The inside of the plywood is epoxied before stapling it to the frame. After a couple of hours the staples are removed. My friends an I build a complete outrigger in 2 easy days. One day to make the frame, one day to apply the plywood, it worked very well.
I used 4mm for sides and 6mm for the floor, with framing this is adequate though not excessive. Increasing to 9mm for floor would have been fine. Good quality ply is essential, cheap plywood is rubbish and a waste of money. For ScowProa I would use 6mm sides and 9mm for the bottom. This is combined with framing to proved strength. Seams are fiberglassed on the outside.
The board is Ogive section. By that I mean it is symmetrical fore and aft, but is more rounded on the outrigger side to produce more lift. Now a rule of thumb is that a board should be of 4 percent of sail area for a dingy, but when I read some multihull posts they are going for 2 percent area, I think it call comes down to judgement. Now sail area approximately 130 sqr feet, say use 3 percent board area as a rough estimate, this gives 4 square feet of board area. So a first attempt at board size might be 2.6ft x 1.5ft chord.
This is tricky. I am no expert and I realise that I make mistakes. I can now see that minimizing cabin height just so as to reduce windage makes for a very small cramped boat. I take my mind back to when I was doing the original scow proa sketches and I was comparing to the Mbuil proa by CLC. Now Mbuli has a really, really low cabin, basically you lie down in it and can just sit up if required. Apparently CLC sold a LOT of plans for that boat. I do not know how, as I do not have a high opinion of it (not that my opinion carries a lot of weight!)

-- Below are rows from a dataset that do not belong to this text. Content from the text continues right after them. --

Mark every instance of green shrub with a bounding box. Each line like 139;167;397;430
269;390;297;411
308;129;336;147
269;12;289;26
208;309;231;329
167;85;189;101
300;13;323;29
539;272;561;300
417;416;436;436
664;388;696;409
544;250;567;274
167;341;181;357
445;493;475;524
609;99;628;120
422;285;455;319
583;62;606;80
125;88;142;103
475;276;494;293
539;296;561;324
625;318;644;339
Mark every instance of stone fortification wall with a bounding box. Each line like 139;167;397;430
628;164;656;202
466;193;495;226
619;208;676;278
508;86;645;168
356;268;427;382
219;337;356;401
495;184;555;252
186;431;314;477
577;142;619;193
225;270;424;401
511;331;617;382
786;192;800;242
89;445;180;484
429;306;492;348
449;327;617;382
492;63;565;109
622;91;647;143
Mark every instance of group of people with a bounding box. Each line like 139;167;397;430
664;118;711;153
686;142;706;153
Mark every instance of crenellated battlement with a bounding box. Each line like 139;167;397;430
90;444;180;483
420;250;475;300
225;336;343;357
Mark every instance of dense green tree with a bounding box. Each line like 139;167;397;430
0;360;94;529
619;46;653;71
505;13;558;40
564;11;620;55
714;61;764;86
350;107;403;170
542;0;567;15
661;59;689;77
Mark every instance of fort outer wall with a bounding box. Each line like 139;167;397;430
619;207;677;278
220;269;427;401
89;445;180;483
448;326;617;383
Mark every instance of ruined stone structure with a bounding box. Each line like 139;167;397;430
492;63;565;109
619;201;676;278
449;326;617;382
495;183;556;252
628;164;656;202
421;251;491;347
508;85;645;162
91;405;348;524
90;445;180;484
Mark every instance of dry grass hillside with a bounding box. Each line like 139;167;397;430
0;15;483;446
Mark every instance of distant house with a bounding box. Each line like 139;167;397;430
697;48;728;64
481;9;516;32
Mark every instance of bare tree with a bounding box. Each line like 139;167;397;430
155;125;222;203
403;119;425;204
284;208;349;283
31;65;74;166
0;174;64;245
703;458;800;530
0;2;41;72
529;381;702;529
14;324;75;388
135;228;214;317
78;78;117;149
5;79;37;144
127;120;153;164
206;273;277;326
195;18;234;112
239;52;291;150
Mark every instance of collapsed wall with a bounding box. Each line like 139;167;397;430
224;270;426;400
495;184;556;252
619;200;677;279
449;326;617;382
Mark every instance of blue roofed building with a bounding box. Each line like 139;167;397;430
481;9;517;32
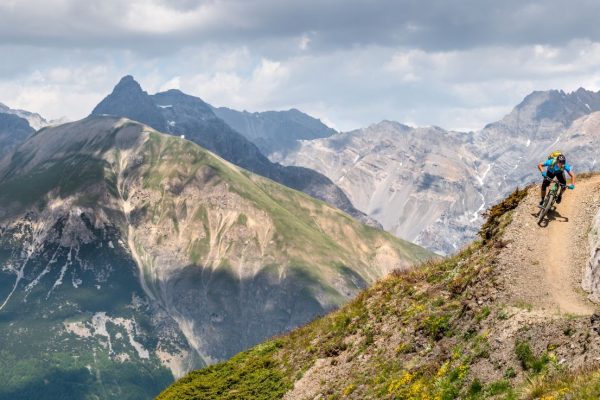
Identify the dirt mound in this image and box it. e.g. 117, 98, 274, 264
497, 176, 600, 315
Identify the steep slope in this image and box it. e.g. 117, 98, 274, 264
0, 117, 431, 398
0, 103, 52, 130
159, 176, 600, 399
282, 89, 600, 253
286, 121, 483, 253
92, 76, 379, 226
212, 107, 336, 160
0, 112, 34, 159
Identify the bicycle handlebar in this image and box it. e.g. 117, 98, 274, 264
544, 176, 571, 189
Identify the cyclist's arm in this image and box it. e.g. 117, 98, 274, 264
567, 171, 575, 185
538, 163, 544, 172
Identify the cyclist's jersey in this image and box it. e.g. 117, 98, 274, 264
542, 158, 571, 174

ScowProa has evolved from a one person boat designed for the sea to a 2 person boat for more protected waters. As such more windage is deemed permissable. The intention is to give comfortable sitting headroon, and this turns out to be approximately 4ft. Now with a sinkage of approximately 6 inches, that leaves approx 3.5ft of windage. Now the heavily sloped sides of ScowProa means that this 3.5ft has less windage of a conventional cabin of similar height. Looking at the above diagram it can be seen that ScowProa cabin is lower than the Farrier and Jarcat boats, is similar in height to the Kendrick designs tri and it higher than the Mbuli proa and the Kurt Hughes 23ft tri
Conclusion, whilst there is always a desire for less windage, it does not seem excessive for a boat designed for comfort in protected waters
Hull offsets and design file
Some notes on the above hullform file. The design shown is based on a symetrical design whereas a real life craft would have hull assymetry with more flare on the outrigger side and additionally it would have a narrower width of the hull bottom. The design and offsets are a little rough and need fine tuning. The purpose of the exercise was to get a general idea of draught, freeboard, waterline length etc based on a realistic displacement. From this starting point refinements can be made whilst knowing what sinkage the craft will encounter.
Please note that this design was based on a vertical bow transom, as opposed to an inclined bow transon that a real-life craft would have, and hence the above craft is depicted as 10cm shorter than the true version. The reason for doing this was to simplify the design process, which is difficult enough as it is. In time I can get the computer to add an inclined bow transom, but it takes a little time.